Voice messaging setup

PassAudited by ClawScan on May 1, 2026.

Overview

This appears to be a legitimate voice-message setup, but it installs speech software, runs a local transcription script, and uses Edge TTS for voice output.

This skill looks purpose-aligned for OpenClaw voice messages. Before installing, review the bash setup, the unpinned faster-whisper dependency, the persistent files under ~/.openclaw/workspace, and whether Edge TTS is acceptable for the kinds of conversations you plan to use.

Findings (3)

Artifact-based informational review of SKILL.md, metadata, install specs, static scan signals, and capability signals. ClawScan does not execute the skill or run runtime probes.

Note

ASI04: Agentic Supply Chain Vulnerabilities

What this means

Installing the skill may download and run third-party Python packages needed for transcription.

Why it was flagged

The skill installs faster-whisper from the package ecosystem without pinning a version.
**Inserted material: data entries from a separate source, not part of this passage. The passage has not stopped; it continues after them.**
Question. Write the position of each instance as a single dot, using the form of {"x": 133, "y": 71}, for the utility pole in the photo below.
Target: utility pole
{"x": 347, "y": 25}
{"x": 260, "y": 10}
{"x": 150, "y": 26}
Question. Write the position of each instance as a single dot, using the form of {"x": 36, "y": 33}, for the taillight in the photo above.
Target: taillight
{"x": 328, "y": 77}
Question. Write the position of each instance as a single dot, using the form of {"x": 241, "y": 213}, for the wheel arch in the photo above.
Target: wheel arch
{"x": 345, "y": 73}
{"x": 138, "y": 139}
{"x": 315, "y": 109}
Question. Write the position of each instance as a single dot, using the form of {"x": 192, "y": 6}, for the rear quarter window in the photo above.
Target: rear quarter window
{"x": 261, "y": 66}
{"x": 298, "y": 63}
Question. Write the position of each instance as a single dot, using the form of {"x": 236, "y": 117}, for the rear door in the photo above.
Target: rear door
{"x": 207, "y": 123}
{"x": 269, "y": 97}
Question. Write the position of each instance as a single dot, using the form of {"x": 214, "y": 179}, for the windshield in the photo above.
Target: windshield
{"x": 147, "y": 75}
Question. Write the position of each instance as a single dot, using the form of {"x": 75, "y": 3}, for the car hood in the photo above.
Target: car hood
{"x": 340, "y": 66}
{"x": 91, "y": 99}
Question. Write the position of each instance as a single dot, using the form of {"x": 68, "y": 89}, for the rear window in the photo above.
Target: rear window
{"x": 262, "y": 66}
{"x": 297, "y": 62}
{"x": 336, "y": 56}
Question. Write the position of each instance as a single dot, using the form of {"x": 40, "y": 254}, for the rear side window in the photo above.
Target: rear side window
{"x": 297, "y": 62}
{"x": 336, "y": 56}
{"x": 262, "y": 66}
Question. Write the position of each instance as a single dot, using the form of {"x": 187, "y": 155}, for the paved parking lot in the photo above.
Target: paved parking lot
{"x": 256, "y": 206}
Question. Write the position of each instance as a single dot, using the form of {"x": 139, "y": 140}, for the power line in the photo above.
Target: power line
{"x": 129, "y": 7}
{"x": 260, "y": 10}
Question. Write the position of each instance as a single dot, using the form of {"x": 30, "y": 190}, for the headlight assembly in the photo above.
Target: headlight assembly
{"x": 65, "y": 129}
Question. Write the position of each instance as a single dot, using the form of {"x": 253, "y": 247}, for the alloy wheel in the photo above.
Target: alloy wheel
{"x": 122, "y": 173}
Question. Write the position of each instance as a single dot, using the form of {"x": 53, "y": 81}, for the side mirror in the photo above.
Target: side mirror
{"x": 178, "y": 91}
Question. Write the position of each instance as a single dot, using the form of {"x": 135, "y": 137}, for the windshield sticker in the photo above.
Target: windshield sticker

This is expected for the STT setup, but users inherit the supply-chain and version-change risk of that package and its dependencies.

Skill content

~/.openclaw/workspace/voice-messages/bin/pip install faster-whisper

Recommendation

Review the package source if needed, and consider pinning known-good package versions before installing in sensitive environments.

Note

ASI05: Unexpected Code Execution

What this means

OpenClaw will execute a local Python helper when processing voice messages.

Why it was flagged

The configuration makes OpenClaw run a local Python transcription script against media files. The behavior is central to the skill and the script is shown, with file-size and timeout limits also documented.

Skill content

"type": "cli", "command": "~/.openclaw/workspace/voice-messages/bin/python", "args": ["~/.openclaw/workspace/voice-messages/transcribe.py", "--audio", "{{MediaPath}}"

Recommendation

Install only if you are comfortable enabling local CLI-based audio transcription, and keep the helper script in the documented workspace path.

Note

ASI07: Insecure Inter-Agent Communication

What this means

Voice replies may be processed through the configured Edge TTS provider rather than being entirely local.

Why it was flagged

The skill configures Edge as the TTS provider for inbound voice-message replies. This is disclosed and purpose-aligned, but provider-based TTS can create an external data boundary for generated reply text.

Skill content

"messages": { "tts": { "auto": "inbound", "provider": "edge", "edge": { "voice": "en-US-JennyNeural"

Recommendation

Avoid enabling provider-based TTS for conversations where generated reply text should not leave your trusted environment.